Der Oberste Gerichtshof hat als Revisionsgericht durch den Senatspräsidenten Dr. Hoch als Vorsitzenden sowie die Vizepräsidentin Dr. Lovrek, die Hofräte Dr. Jensik und Dr. Roch und die Hofrätin Dr. Kodek als weitere Richter in der Rechtssache der klagenden Partei B***** AG, *****, vertreten durch Ullmann-Geiler & Partner (GbR), Rechtsanwälte in Innsbruck, gegen die beklagte Partei H*****, vertreten durch Dr. Alexander Katholnig, Rechtsanwalt in Kitzbühel, wegen 314.488,84 EUR sA, über die außerordentlichen Revisionen beider Parteien gegen das Urteil des Oberlandesgerichts Innsbruck als Berufungsgericht vom , GZ 2 R 86/16p-29, den

Beschluss

gefasst:

Spruch

Beide außerordentlichen Revisionen werden gemäß § 508a Abs 2 ZPO mangels der Voraussetzungen des § 502 Abs 1 ZPO zurückgewiesen.

Begründung:

Rechtliche Beurteilung

I. In ihrer außerordentlichen Revision bekämpft die Klägerin die Rechtsansicht des Berufungsgerichts, sie habe die beiden der Beklagten im Jahr 2007 gewährten Verbraucherkredite ungerechtfertigt vorzeitig fällig gestellt. Sie wirft damit aber keine erhebliche Rechtsfrage iSd § 502 Abs 1 ZPO auf, weshalb das Rechtsmittel als nicht zulässig zurückzuweisen ist.

I.1. Der Kreditvertrag kann, soweit er ein Dauerschuldverhältnis begründet, bei Vorliegen eines wichtigen Grundes gelöst werden, wenn einer Partei die Fortsetzung des Vertragsverhältnisses billigerweise nicht zugemutet werden kann (RIS-Justiz RS0019365). Als wichtige Gründe kommen insbesondere Vertragsverletzungen, der Verlust des Vertrauens in die Person des Vertragspartners oder schwerwiegende Änderungen der Verhältnisse in Betracht, welche die Fortsetzung der vertraglichen Bedingungen nicht mehr zumutbar erscheinen lassen (RIS-Justiz RS0018305, RS0018377, RS0027780, RS0019365). Ein „allgemeiner Vertrauensverlust“ reicht nicht aus. Vielmehr ist Voraussetzung, dass aufgrund einer wesentlichen Verschlechterung der Vermögenslage des Kreditnehmers die Kreditrückzahlung gefährdet ist (8 Ob 52/14a mwN). Bei der Prüfung eines wichtigen Grundes für die Auflösung eines Dauerschuldverhältnisses ist auf den Zeitpunkt der Abgabe der Auflösungserklärung abzustellen (RIS-Justiz RS0018881), es können grundsätzlich nur Umstände herangezogen werden, die im Zeitpunkt der Auflösungserklärung vorliegen (8 Ob 52/14a mwN). Die Frage, ob ein wichtiger Grund zur vorzeitigen Auflösung des Vertrags verwirklicht wurde, hängt wegen der erforderlichen Abwägung der gegenläufigen Interessen von den Umständen des Einzelfalls ab und begründet daher – von Fällen korrekturbedürftiger Fehlbeurteilung durch die zweite Instanz abgesehen – keine erhebliche Rechtsfrage iSd § 502 Abs 1 ZPO (RIS-Justiz RS0111817; RS0052565 [T4]).

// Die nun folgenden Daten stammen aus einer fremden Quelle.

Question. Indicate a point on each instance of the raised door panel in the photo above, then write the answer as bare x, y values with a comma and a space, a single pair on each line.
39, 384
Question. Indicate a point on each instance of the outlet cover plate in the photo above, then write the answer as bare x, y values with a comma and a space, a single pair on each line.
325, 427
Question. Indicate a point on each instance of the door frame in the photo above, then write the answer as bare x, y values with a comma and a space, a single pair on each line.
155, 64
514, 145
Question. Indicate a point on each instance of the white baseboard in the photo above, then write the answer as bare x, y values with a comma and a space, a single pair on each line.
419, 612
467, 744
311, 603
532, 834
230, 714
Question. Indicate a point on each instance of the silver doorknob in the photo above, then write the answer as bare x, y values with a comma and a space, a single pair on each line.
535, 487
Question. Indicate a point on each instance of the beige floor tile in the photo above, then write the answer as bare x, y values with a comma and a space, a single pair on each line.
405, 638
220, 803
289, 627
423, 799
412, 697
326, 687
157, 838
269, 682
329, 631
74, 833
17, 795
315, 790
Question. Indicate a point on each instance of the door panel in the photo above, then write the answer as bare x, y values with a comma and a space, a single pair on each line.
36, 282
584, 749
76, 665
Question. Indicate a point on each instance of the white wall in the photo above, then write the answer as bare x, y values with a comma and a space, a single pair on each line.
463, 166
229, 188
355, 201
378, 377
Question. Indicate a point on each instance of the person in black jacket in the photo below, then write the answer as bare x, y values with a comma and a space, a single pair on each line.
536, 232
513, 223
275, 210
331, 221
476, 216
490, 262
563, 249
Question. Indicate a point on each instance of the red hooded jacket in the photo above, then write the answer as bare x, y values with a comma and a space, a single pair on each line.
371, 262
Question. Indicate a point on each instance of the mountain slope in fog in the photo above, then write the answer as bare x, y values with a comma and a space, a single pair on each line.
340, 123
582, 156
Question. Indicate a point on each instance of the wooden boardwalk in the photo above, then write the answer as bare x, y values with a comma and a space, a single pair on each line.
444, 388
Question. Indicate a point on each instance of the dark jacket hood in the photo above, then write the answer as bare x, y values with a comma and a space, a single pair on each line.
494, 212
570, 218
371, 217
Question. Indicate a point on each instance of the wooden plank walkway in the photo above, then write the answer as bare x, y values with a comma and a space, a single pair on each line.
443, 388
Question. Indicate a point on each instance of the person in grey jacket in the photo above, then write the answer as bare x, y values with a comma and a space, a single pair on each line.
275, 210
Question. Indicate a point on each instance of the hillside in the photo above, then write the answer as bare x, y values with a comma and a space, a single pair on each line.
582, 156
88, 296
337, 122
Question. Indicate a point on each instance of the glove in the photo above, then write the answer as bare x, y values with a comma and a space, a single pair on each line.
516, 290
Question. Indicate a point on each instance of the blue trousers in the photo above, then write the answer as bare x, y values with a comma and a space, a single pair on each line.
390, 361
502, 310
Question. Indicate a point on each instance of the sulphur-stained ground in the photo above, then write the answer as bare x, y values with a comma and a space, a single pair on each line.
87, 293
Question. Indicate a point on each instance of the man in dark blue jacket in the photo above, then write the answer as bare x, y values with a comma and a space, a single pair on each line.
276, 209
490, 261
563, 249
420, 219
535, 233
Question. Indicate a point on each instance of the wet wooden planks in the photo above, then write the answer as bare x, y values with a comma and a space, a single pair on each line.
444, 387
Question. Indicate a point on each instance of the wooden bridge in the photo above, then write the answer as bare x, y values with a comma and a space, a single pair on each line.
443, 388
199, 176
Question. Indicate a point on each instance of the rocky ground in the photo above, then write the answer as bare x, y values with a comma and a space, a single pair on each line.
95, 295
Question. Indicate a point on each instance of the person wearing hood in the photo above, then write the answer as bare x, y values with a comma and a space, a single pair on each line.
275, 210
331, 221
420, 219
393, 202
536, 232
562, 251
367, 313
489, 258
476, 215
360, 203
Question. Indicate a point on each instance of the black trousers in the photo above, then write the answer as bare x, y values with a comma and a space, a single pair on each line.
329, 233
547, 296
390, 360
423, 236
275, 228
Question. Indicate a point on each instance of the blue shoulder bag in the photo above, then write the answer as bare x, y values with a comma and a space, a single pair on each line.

I.2. Wichtige Gründe für eine solche Vertragsaufhebung hat derjenige zu behaupten und zu beweisen, der die Auflösung erklärt (RIS-Justiz RS0027780 [T21]). Maßgebend ist hier daher die Behauptung der Klägerin, wonach die Fälligstellung mit Mahnschreiben vom erfolgte. Die Beurteilung der Zumutbarkeit der Fortsetzung der (unveränderten) Weiterführung der beiden Kreditverhältnisse hat auf diesen Zeitpunkt und die bis dahin eingetretene Gesamtentwicklung (3 Ob 105/06x = RIS-Justiz RS0052565 [T2]; 1 Ob 230/12y = RS0019365 [T3]; 8 Ob 52/14a) abzustellen. Demgemäß kommt den von der Revision angesprochenen zeitlich späteren Umständen und Entwicklungen für die hier vorzunehmende rechtliche Beurteilung keine Bedeutung zu.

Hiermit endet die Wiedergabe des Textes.